Composer Lansing McCloskey introduced his No Sugar, which includes scordatura (retuning of the instruments) and audience participation in the form of playing back sound samples on their cellphones during the second movement when cued by Detwiler. First movement No artificial sweeteners added opens with harmonized long tones which allow the listener to luxuriate in the richness of the instruments' timbres, giving way to more rhythmically complex lines and rapidly ascending scales. My favorite piece of the evening. 

The second movement, It's fine, I'm fine, everything's fine (a title reminiscent of Fred Frith's "It's Fine" with Skeleton Crew) begins in similar fashion, with Detwiler playing false harmonics as a cacophony of voices from audients' phones begins to encroach. The strings play lush harmonies as the sampled sounds of bells and chimes create a kind of music of the spheres. The piece ends with Newton breaking sheets of glass with a hammer into an aluminum tub (wearing eye protection, with a mesh screen) -- a bit of business that recalls the theatrical aspects of her work with Bitches Set Traps. Because of her onstage position, seated between her trio mates, Newton becomes the visual fulcrum of Amorsima, seeming to direct the group at times with the tilt of her head or the raising of an eyebrow.

After a brief intermission, the program resumed with Dorothy Hindman's Untitled VIII. Capone introduced the piece as a kind of Extreme Close Up view of the sonorities in an oboe solo from Beethoven. (I've often thought of the entire doom metal genre as an ECU view of a fragment from a Black Sabbath song.) If the pieces in the first part of the concert were cinematic in scope, Hindman's piece was more microscopic in its examination of sound in fine detail, with the musicians exploring all the sonic possibilities of their instruments.

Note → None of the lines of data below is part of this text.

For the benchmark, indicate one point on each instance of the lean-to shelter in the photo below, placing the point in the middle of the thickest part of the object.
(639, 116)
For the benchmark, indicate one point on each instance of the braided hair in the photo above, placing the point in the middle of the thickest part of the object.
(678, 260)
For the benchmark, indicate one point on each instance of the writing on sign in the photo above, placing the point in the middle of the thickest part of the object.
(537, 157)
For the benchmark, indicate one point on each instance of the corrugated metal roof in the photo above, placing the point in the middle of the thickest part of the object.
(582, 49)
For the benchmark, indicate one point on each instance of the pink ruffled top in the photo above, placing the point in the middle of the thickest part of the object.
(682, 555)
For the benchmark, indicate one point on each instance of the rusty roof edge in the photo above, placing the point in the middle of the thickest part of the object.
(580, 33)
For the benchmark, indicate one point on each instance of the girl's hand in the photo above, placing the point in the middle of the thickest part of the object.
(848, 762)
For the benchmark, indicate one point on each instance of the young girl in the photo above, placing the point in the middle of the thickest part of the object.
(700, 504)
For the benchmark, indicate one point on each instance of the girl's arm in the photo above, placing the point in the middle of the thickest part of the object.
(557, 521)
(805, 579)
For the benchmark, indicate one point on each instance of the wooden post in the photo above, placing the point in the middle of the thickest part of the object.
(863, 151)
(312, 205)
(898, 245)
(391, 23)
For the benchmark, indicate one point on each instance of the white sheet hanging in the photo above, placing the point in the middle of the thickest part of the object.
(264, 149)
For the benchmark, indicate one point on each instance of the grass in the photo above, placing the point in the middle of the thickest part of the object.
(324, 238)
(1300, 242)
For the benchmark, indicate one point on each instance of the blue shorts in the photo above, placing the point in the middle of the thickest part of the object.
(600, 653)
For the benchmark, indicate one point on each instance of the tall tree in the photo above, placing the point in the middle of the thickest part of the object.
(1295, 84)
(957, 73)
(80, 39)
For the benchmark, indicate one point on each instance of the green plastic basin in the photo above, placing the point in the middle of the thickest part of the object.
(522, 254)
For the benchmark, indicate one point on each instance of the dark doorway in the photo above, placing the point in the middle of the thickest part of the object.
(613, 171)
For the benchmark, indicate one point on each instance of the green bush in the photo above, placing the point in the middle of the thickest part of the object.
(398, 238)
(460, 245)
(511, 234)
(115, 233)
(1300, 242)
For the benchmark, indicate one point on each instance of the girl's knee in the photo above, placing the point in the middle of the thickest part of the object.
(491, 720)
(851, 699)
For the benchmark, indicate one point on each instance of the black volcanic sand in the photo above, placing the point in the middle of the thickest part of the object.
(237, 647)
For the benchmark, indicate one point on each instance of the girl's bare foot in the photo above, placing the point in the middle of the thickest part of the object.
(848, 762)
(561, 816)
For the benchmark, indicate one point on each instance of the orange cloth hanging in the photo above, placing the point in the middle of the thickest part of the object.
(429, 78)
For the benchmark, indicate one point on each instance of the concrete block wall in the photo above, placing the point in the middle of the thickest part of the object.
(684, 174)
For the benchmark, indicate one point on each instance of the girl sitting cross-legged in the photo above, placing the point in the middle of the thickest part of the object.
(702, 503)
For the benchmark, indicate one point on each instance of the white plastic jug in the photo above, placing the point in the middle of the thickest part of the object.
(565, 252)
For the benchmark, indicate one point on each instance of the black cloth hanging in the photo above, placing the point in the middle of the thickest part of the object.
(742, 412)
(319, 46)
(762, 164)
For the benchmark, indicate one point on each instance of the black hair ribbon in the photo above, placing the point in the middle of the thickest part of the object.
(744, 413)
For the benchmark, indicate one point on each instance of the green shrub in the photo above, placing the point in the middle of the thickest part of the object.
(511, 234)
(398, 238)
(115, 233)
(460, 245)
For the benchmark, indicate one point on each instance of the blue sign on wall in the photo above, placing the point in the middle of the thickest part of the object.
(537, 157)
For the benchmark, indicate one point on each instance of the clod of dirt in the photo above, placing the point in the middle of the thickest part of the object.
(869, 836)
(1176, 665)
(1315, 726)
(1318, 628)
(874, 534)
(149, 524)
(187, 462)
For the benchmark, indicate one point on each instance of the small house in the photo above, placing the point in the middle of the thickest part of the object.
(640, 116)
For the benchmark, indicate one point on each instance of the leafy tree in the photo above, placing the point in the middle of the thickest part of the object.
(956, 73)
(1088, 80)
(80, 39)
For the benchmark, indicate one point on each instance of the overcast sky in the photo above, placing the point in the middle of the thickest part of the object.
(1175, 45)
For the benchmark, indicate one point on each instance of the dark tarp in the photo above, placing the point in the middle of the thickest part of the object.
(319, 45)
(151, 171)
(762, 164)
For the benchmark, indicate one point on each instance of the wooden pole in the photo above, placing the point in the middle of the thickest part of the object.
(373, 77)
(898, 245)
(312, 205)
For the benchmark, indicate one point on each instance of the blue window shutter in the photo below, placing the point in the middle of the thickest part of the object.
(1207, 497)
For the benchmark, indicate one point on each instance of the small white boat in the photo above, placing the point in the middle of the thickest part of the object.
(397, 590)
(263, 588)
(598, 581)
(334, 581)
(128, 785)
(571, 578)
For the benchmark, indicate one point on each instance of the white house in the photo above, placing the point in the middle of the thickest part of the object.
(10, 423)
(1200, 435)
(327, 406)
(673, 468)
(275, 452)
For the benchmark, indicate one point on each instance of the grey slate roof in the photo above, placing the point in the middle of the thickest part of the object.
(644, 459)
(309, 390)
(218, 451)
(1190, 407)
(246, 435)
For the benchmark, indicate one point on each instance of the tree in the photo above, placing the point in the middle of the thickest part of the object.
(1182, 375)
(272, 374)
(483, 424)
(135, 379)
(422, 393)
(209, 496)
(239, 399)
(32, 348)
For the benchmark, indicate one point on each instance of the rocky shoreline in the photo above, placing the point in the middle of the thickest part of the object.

For Juraj Kojs' On 386 Bows J, the musicians moved their chairs so they were seated far apart on the stage, then commenced with a furious torrent of notes, lifting their bows theatrically above their instruments, and playing spectrally minimalist long tones that recalled the serene passages from Anthony Braxton's Composition 96. Newton's solo near the end of the piece, which alternated busy passages with "floating" bow, was particularly compelling, leading into a delicately placid finish.

The concert concluded with Charles Norman Mason's Aphelocoma (named after a genus of scrub jays, as every bird watcher knows). The piece opened with a pulsing bass note over which Detwiler and Capone played chromatically gliding dissonances that gradually morphed into vibrato-laden harmonies. An episode of darkly spirited bowing and a brief recapitulation brought the piece and the concert to a close. Would that there were more opportunities to hear music like this in DFW beyond Sounds Modern's now-semiannual performances. Amorsima Trio is my new favorite group that I have yet to hear in person.